Bij besluit van 11 april 2014 heeft de Belastingdienst/Toeslagen opnieuw beslist op de door [appellante] daartegen gemaakte bezwaren. De dienst heeft het bezwaar met betrekking tot het toeslagjaar 2009 ongegrond verklaard, de bezwaren met betrekking tot de toeslagjaren 2010 en 2011 gedeeltelijk gegrond verklaard en de desbetreffende besluiten gedeeltelijk herzien.
Bij mondelinge uitspraak van 4 november 2014 heeft de rechtbank de door [appellante] daartegen ingestelde beroepen ongegrond verklaard. Het proces-verbaal van deze uitspraak is aangehecht.
Tegen deze uitspraak heeft [appellante] hoger beroep ingesteld.
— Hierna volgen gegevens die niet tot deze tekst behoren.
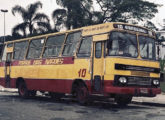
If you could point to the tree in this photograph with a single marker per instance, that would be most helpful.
(33, 21)
(78, 13)
(59, 17)
(125, 10)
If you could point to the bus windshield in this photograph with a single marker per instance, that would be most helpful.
(147, 47)
(122, 44)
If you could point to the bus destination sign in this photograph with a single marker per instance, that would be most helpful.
(133, 28)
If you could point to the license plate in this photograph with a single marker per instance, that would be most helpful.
(144, 90)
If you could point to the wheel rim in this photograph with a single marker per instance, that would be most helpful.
(82, 94)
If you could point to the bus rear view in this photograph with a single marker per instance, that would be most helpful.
(131, 63)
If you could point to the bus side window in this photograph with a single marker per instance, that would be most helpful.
(4, 53)
(20, 50)
(98, 49)
(53, 46)
(85, 47)
(35, 48)
(71, 44)
(1, 51)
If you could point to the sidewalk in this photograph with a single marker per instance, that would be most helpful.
(159, 99)
(2, 89)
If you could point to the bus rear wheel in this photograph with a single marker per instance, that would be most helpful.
(22, 90)
(56, 96)
(123, 100)
(82, 94)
De Belastingdienst/Toeslagen heeft een verweerschrift ingediend.
De zaak is door een meervoudige kamer van de Afdeling verwezen naar een enkelvoudige.
De Afdeling heeft de zaak ter zitting behandeld op 20 juli 2015, waar [appellante], vertegenwoordigd door mr. J.R. Ali, advocaat te Rotterdam, en de Belastingdienst/Toeslagen, vertegenwoordigd door drs. E.J.E. Groothuis, werkzaam bij de dienst, zijn verschenen.
Overwegingen
1. Bij besluit van 11 april 2014 heeft de Belastingdienst/Toeslagen vastgesteld dat [appellante] geen aanspraak op een voorschot kinderopvangtoeslag over 2009 heeft, omdat zij niet heeft aangetoond dat zij in dat jaar kosten voor kinderopvang heeft gemaakt. Voorts heeft de dienst vastgesteld dat [appellante] over de jaren 2010 en 2011 geen aanspraak op een voorschot kinderopvangtoeslag heeft, voor zover het de periodes van 1 januari 2010 tot en met 31 maart 2010 en van 26 mei 2010 tot en met 30 mei 2011 betreft. De dienst heeft hieraan ten grondslag gelegd dat [appellante] voor de eerste periode geen overeenkomst heeft overgelegd en de gastouder in de tweede periode op hetzelfde woonadres in de gemeentelijke basisadministratie persoonsgegevens stond ingeschreven als [appellante].
Toeslagjaar 2009
2. Ingevolge artikel 1a, eerste lid, van de Wet kinderopvang (hierna: de Wko) is op deze wet de Algemene wet inkomensafhankelijke regelingen (hierna: de Awir) van toepassing.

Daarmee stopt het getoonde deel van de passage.